La quasi-majorité au Parlement pourrait bien être le levier pour redessiner les contours de notre République. La refonte de la Constitution, devenue une nécessité criante, ne saurait plus attendre. Elle porte l'espoir d'un peuple, mais aussi les résistances opiniâtres de ceux qui s'accrochent aux reliques d'un passé qui a fait son temps.

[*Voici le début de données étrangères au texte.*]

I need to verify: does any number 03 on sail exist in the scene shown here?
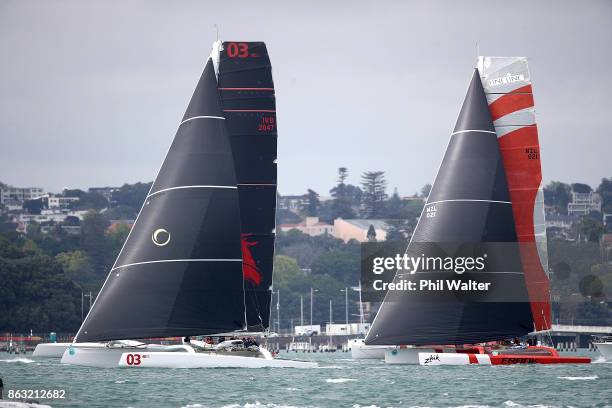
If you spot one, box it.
[57,41,316,368]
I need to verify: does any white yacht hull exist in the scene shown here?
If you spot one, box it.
[32,343,105,358]
[61,344,317,368]
[385,346,434,365]
[348,339,389,360]
[119,352,317,368]
[595,342,612,361]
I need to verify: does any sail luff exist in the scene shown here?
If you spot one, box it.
[218,41,277,331]
[76,51,246,342]
[478,57,552,331]
[366,71,531,345]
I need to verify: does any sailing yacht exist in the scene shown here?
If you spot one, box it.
[366,57,590,365]
[41,41,316,368]
[593,335,612,361]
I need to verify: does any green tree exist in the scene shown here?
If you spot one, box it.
[572,183,593,194]
[300,189,321,217]
[421,184,431,198]
[366,224,376,242]
[386,218,412,242]
[597,177,612,214]
[23,198,45,214]
[0,240,81,333]
[106,222,132,254]
[81,211,111,274]
[361,171,387,218]
[544,181,572,214]
[385,188,404,218]
[330,167,355,220]
[579,212,604,242]
[111,183,152,212]
[55,251,100,290]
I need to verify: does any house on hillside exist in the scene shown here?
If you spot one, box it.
[334,218,389,242]
[278,217,334,237]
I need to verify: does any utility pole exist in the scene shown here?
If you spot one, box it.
[327,299,332,346]
[340,288,349,334]
[300,295,304,326]
[81,291,84,324]
[276,289,280,334]
[310,288,318,330]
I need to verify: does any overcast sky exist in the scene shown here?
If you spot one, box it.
[0,0,612,196]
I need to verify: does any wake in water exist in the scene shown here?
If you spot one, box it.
[0,357,34,364]
[325,378,357,384]
[181,401,316,408]
[557,375,599,381]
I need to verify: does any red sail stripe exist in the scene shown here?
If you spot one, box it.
[241,234,261,286]
[489,85,534,121]
[219,88,274,91]
[499,125,551,330]
[223,109,276,113]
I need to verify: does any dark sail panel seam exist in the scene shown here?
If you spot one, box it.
[111,258,242,272]
[147,185,238,198]
[425,198,512,206]
[451,129,495,136]
[179,116,225,127]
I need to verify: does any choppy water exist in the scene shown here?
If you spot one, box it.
[0,351,612,408]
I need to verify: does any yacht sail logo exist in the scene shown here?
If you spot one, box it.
[489,72,525,86]
[151,228,170,246]
[240,234,261,286]
[423,354,440,364]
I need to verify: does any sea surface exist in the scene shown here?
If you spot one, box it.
[0,350,612,408]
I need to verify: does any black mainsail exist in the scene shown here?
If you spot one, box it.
[365,70,533,345]
[218,41,277,331]
[75,51,246,342]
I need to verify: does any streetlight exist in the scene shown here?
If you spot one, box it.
[310,288,319,330]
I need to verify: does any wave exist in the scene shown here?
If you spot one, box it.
[557,375,599,381]
[325,378,357,384]
[181,401,317,408]
[0,357,34,364]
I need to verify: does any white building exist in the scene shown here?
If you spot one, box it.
[41,193,79,209]
[567,191,601,216]
[334,218,389,242]
[293,324,321,336]
[278,217,334,237]
[278,195,304,212]
[0,186,44,205]
[325,323,370,336]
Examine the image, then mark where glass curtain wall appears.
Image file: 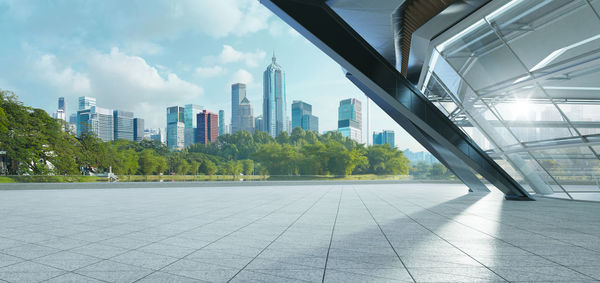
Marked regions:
[421,0,600,200]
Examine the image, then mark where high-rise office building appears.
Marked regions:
[219,110,225,136]
[167,106,185,149]
[292,100,319,132]
[373,130,396,148]
[77,106,114,141]
[231,83,246,134]
[254,115,265,132]
[133,118,144,142]
[239,97,254,133]
[262,54,289,137]
[338,98,362,143]
[196,110,219,144]
[52,96,67,122]
[77,96,96,110]
[183,104,204,147]
[113,110,133,141]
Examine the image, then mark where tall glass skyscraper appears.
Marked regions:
[113,110,133,141]
[133,118,144,142]
[239,97,254,133]
[183,104,204,147]
[77,106,114,141]
[167,106,185,149]
[231,83,246,134]
[263,54,289,137]
[77,96,96,110]
[219,110,225,136]
[373,130,396,148]
[338,98,362,143]
[196,110,219,144]
[291,100,319,132]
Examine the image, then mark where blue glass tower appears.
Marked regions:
[263,54,289,137]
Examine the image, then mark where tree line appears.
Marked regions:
[0,91,447,180]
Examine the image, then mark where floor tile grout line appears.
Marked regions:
[321,187,344,283]
[408,196,600,253]
[398,196,600,280]
[353,188,417,282]
[3,195,276,281]
[227,188,331,282]
[134,190,324,282]
[373,193,510,282]
[3,195,276,281]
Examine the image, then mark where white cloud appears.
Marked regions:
[111,0,272,39]
[230,69,254,84]
[88,48,204,127]
[34,54,90,95]
[194,66,225,78]
[35,48,204,127]
[219,45,267,67]
[125,41,163,56]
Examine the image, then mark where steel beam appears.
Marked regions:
[261,0,533,200]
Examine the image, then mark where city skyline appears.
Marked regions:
[0,0,421,152]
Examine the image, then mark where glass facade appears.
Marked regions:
[231,83,246,134]
[419,0,600,199]
[338,98,362,143]
[262,55,291,137]
[373,130,396,148]
[292,100,319,132]
[183,104,204,147]
[113,110,134,141]
[167,106,185,149]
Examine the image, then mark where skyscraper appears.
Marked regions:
[231,83,246,134]
[196,110,219,144]
[254,115,265,132]
[263,54,289,137]
[53,96,67,121]
[219,110,226,136]
[292,100,319,132]
[133,118,144,142]
[239,97,254,133]
[113,110,133,141]
[77,96,96,110]
[167,106,185,149]
[183,104,204,147]
[373,130,396,148]
[338,98,362,143]
[77,106,114,142]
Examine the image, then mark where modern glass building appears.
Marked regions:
[292,100,319,132]
[113,110,134,141]
[254,115,265,132]
[196,110,219,144]
[231,83,246,134]
[261,0,600,200]
[239,97,254,133]
[77,106,114,142]
[338,98,362,143]
[133,118,144,142]
[183,104,204,147]
[77,96,96,110]
[373,130,396,148]
[167,106,185,149]
[262,54,290,137]
[219,110,225,136]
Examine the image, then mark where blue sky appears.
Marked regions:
[0,0,422,153]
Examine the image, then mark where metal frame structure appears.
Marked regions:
[261,0,533,200]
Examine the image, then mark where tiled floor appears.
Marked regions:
[0,183,600,282]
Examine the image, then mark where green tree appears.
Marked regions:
[241,159,254,175]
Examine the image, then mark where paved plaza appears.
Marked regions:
[0,182,600,282]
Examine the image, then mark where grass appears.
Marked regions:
[0,174,410,183]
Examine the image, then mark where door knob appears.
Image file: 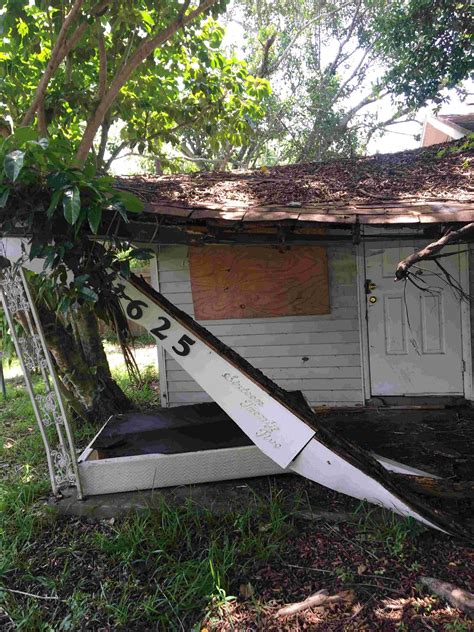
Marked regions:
[365,279,377,294]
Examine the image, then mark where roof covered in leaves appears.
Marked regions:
[118,139,474,224]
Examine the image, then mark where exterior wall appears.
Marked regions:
[468,244,474,401]
[158,245,362,406]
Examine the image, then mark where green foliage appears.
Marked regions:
[0,0,269,173]
[229,0,473,166]
[0,368,294,632]
[354,502,425,558]
[360,0,474,107]
[0,128,145,311]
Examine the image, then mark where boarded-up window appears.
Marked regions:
[189,246,329,320]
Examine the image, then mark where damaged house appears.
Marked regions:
[1,140,474,536]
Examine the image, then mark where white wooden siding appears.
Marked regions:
[158,245,362,406]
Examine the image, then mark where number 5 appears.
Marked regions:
[171,334,196,356]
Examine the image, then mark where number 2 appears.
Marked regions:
[150,316,171,340]
[171,334,196,357]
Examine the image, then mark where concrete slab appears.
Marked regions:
[48,474,358,522]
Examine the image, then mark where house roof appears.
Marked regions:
[118,140,474,224]
[437,112,474,132]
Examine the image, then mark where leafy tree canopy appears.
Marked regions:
[223,0,472,166]
[0,0,268,169]
[359,0,474,107]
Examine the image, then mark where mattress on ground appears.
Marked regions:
[91,403,252,459]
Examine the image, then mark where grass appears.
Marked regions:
[0,348,293,632]
[0,347,469,632]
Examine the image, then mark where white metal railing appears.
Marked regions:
[0,263,82,498]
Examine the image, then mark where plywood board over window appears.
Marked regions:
[189,246,330,320]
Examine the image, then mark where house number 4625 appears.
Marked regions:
[127,301,196,357]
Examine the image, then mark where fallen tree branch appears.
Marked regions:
[277,588,354,617]
[395,222,474,281]
[420,577,474,619]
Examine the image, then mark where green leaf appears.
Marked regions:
[79,285,99,301]
[46,191,63,219]
[63,187,81,226]
[117,191,144,213]
[87,206,102,235]
[0,187,10,208]
[10,127,38,145]
[3,149,25,182]
[47,171,71,191]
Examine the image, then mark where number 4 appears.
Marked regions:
[171,334,196,357]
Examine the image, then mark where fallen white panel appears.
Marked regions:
[114,277,452,531]
[79,445,285,496]
[290,439,444,531]
[116,281,314,468]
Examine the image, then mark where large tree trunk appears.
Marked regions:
[37,301,133,423]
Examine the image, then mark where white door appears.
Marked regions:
[366,240,464,395]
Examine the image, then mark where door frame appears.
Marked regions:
[356,235,473,403]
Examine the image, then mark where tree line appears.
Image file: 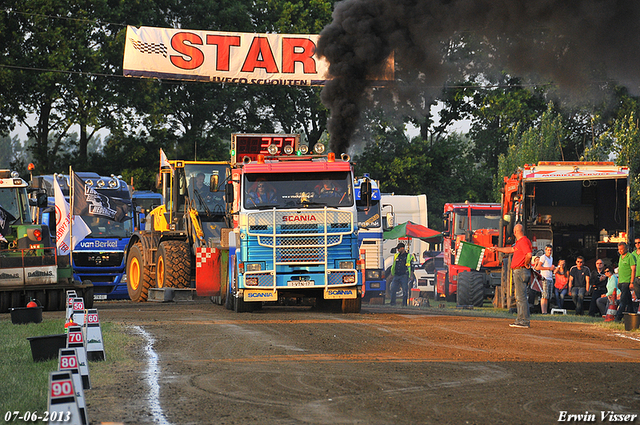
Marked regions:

Depuis plus de cinq décennies, la Constitution mauricienne demeure l'écho lointain d'un décret colonial, le Mauritius Independence Order du 4 mars 1968. Un texte imposé plus qu'adopté, figé dans l'histoire sans que le souffle vivant de la démocratie participative ne l'ait traversé. Que représente cette Constitution pour le peuple mauricien aujourd'hui? Une façade de modernité derrière laquelle se cache une mécanique encore coloniale, incapable de refléter la diversité et les aspirations d'un peuple arc-en-ciel.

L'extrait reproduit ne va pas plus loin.